Christian Seidenstücker: Das kommt drauf an. Manchmal Aussteiger, die von ihrem Beruf die Schnauze voll hatten. Oder zum Beispiel freie Schauspieler, die bei uns in alle möglichen Rollen schlüpfen. Oder diese begnadeten Improvisationskünstler, die einfach angetanzt kommen, sich ein bißchen was übers Unternehmen und den Chef erzählen lassen, und schon stehen sie auf der Bühne und machen Witze drüber. Oder der Chef hält eine Ansprache, und plötzlich quatscht ihm einer aus dem Publikum dazwischen. Da braucht man fixe Leute.
Haben Sie auch private Kunden?
Christian Seidenstücker: Ja, viele. Mal 'n Ständchen auf dem Saxophon zum Geburtstag und so. Das sind aber nicht die Sachen, mit denen man Umsatz macht.
Kommt's nicht vor, daß Mausi mal sein Bärchen überraschen will und einen Künstler bei Ihnen bestellt? So als zweibeinigen Fleuropgruß?
Christian Seidenstücker: Auch das. Oder die Travestieshow auf Papis Geburtstagsfete. Solche persönlichen Überraschungen bestellen aber auch gerne Firmen bei uns, die erfolgreiche Mitarbeiter belohnen möchten. Da klingelt's dann bei denen zu Hause, und es steht ein schicker Schlitten mit Chauffeur vor der Tür, und zack: Einer rollt den roten Teppich aus, und ab geht die Post. Nach Hamburg zum „Phantom der Oper“ oder sonstwohin.

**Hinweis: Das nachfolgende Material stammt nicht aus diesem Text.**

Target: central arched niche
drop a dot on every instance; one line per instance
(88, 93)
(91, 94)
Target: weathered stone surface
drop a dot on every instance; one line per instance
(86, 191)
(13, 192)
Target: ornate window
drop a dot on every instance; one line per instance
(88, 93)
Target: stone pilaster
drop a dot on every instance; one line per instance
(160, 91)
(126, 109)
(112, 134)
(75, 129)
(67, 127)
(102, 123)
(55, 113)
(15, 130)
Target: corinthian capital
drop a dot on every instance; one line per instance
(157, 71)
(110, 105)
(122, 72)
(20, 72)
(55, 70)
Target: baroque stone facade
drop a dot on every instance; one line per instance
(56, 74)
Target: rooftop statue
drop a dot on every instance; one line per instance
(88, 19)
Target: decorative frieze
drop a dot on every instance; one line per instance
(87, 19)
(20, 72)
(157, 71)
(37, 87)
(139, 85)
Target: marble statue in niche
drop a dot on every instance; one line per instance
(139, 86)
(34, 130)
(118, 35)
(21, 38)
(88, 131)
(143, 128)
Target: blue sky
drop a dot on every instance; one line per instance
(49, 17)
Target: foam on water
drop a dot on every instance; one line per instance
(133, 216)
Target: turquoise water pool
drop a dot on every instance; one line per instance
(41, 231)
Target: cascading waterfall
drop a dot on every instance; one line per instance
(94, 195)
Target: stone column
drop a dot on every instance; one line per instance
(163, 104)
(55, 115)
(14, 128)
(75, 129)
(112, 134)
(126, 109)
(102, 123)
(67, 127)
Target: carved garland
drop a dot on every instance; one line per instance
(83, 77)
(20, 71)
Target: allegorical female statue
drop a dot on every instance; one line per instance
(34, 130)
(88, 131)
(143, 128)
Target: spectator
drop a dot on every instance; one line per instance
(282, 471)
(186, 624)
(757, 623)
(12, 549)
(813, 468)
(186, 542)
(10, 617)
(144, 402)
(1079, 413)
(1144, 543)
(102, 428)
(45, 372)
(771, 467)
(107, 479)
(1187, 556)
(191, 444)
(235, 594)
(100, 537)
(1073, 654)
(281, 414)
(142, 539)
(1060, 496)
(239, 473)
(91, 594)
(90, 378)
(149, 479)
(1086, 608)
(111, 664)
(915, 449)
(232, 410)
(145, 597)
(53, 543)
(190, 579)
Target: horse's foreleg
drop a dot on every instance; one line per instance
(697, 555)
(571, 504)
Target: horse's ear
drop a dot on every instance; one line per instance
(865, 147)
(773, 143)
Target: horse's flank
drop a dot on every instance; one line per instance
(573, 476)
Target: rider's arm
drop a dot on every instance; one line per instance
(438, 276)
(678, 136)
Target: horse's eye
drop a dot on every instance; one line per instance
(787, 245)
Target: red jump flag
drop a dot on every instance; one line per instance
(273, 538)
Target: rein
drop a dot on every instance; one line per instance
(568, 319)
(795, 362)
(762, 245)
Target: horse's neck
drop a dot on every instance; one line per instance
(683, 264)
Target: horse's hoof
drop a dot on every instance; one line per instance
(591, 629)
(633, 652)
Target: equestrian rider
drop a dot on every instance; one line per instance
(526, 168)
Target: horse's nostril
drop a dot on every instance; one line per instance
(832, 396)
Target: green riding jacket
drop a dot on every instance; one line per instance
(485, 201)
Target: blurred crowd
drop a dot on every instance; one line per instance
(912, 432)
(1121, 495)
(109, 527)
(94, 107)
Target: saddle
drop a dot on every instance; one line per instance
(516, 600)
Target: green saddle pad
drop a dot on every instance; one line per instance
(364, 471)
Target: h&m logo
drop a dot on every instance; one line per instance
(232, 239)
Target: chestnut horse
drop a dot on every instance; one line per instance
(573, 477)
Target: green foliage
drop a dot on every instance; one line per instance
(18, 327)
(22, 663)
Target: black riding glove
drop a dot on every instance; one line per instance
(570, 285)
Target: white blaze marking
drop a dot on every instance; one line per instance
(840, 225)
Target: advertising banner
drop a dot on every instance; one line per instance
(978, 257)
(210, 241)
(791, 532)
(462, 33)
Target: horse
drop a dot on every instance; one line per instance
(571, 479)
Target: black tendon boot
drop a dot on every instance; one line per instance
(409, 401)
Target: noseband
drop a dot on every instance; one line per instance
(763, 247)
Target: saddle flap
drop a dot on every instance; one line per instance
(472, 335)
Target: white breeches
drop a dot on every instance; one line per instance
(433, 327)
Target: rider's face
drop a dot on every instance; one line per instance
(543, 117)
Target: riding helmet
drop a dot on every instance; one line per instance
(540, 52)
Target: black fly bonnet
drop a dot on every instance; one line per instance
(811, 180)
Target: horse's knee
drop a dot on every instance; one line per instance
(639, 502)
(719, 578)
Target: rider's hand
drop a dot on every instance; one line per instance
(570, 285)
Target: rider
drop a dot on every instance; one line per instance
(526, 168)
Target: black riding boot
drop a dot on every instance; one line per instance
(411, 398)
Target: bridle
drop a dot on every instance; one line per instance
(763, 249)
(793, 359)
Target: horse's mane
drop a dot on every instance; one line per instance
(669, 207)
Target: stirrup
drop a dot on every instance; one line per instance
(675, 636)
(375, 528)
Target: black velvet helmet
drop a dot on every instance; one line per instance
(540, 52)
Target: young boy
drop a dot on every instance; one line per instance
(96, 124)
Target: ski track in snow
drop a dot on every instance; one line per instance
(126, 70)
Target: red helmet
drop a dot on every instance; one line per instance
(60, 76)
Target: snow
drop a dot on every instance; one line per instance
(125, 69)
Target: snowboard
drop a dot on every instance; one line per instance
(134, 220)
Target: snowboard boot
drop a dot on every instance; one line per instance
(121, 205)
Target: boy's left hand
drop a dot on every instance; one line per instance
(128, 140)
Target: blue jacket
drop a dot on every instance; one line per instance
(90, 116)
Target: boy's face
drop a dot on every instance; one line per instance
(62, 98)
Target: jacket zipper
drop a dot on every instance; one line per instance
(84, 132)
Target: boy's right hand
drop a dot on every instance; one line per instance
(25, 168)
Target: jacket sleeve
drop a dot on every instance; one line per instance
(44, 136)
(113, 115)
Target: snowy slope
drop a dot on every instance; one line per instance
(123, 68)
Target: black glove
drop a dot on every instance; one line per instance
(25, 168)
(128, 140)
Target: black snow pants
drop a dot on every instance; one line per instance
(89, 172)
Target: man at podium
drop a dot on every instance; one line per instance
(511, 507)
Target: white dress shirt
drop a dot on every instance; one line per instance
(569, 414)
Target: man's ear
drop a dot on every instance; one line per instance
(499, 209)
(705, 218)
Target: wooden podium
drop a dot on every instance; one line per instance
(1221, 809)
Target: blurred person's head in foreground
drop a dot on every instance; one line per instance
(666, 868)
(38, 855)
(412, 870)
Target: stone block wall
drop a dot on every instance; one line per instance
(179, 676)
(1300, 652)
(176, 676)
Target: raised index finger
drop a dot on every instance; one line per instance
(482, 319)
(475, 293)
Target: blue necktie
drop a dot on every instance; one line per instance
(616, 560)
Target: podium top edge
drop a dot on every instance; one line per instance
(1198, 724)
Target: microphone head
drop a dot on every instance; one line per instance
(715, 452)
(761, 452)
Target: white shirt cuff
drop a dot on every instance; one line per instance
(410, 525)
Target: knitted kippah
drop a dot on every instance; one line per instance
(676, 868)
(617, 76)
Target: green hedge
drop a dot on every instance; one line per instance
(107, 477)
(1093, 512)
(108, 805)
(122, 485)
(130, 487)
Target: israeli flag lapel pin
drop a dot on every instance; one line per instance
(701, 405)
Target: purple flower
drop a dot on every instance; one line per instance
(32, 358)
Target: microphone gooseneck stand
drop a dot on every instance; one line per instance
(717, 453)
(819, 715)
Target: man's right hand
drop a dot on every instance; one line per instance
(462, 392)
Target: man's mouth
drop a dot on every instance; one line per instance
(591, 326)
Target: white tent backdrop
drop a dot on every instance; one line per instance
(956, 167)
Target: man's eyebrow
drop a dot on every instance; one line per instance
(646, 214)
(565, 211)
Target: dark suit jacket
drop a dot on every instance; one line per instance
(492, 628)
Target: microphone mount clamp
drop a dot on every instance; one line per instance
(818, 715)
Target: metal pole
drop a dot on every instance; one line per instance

Peter Melms: Oder wir schicken eine Sänfte.
Christian Seidenstücker: Einmal ein König sein!
Peter Melms: Das ist nicht immer das Geschmackvollste. Aber die Kunden wollen das so. Oft sind diese Incentives...
Incentives?
Peter Melms: Ja, diese Veranstaltungen, womit Firmen ihre Mitarbeiter motivieren, beispielsweise Auszeichnungen der besten Verkäufer und sowas. Damit haben wir häufig zu tun, das werden wir ausbauen.
Machen Sie auch Veranstaltungen, wo neue Produkte gebührend vorgestellt werden?
Christian Seidenstücker: Nicht direkt. Also wir stellen uns nicht hin und sagen mit Täterä: Das ist jetzt unser neues Wischi-Waschi! Aber wenn mal den Mitarbeitern intern was gezeigt werden soll, dann sind wir schon dabei. Mit Diashows oder Multimedia-Geschichten. Das kann dann auch die neue Betriebsstruktur sein oder ein neues Abrechnungssystem.
Ist das nicht oft eine Quälerei, wenn man sich auch noch zum Abrechnungssystem ein Spektakel einfallen lassen soll?
Christian Seidenstücker: Am schwierigsten ist es halt, wenn dann auch noch das Budget gering ist. Da muß man sich schon was aus den Fingern saugen. Aber wenn das Geld stimmt, dann veranstalten wir denen jedes Feuerwerk, Laser-shows, alles.